Improper Verification of Cryptographic Signature in OpenSSL - CVE-2026-45446
Published: June 10, 2026
Vulnerability identifier: #VU134287
CSH Severity: Medium
CVSS v4.0: CVSS:4.0/AV:N/AC:L/AT:N/PR:N/UI:N/VC:N/VI:H/VA:N/SC:N/SI:N/SA:N/E:U/U:Green
CVE-ID: CVE-2026-45446
CWE-ID: CWE-347
Exploitation vector: Remote access
Exploit availability:
No public exploit available
Vendor: OpenSSL Software Foundation
Affected software:
OpenSSL
OpenSSL
Detailed vulnerability description
The vulnerability allows a remote attacker to forge empty messages with arbitrary additional authenticated data.

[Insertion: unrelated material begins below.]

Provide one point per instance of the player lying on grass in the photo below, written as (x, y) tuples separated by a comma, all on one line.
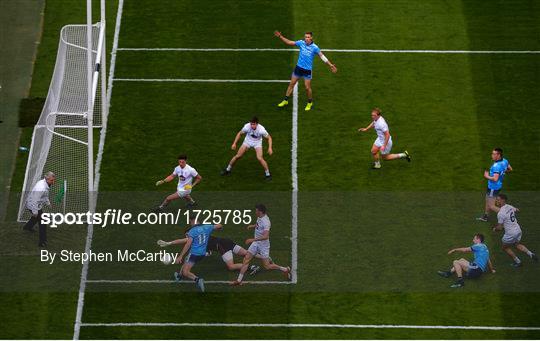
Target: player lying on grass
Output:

The vulnerability exists due to incorrect tag processing in the AES-GCM-SIV and AES-SIV provider implementations when decrypting messages with empty ciphertext and supplied additional authenticated data. A remote attacker can send a crafted message with empty ciphertext and a forged tag to forge empty messages with arbitrary additional authenticated data.
The issue is reachable only in applications that implement their own protocol with the EVP interface and skip the ciphertext update when a message with empty ciphertext arrives.
How to mitigate CVE-2026-45446
Install security update from vendor's website.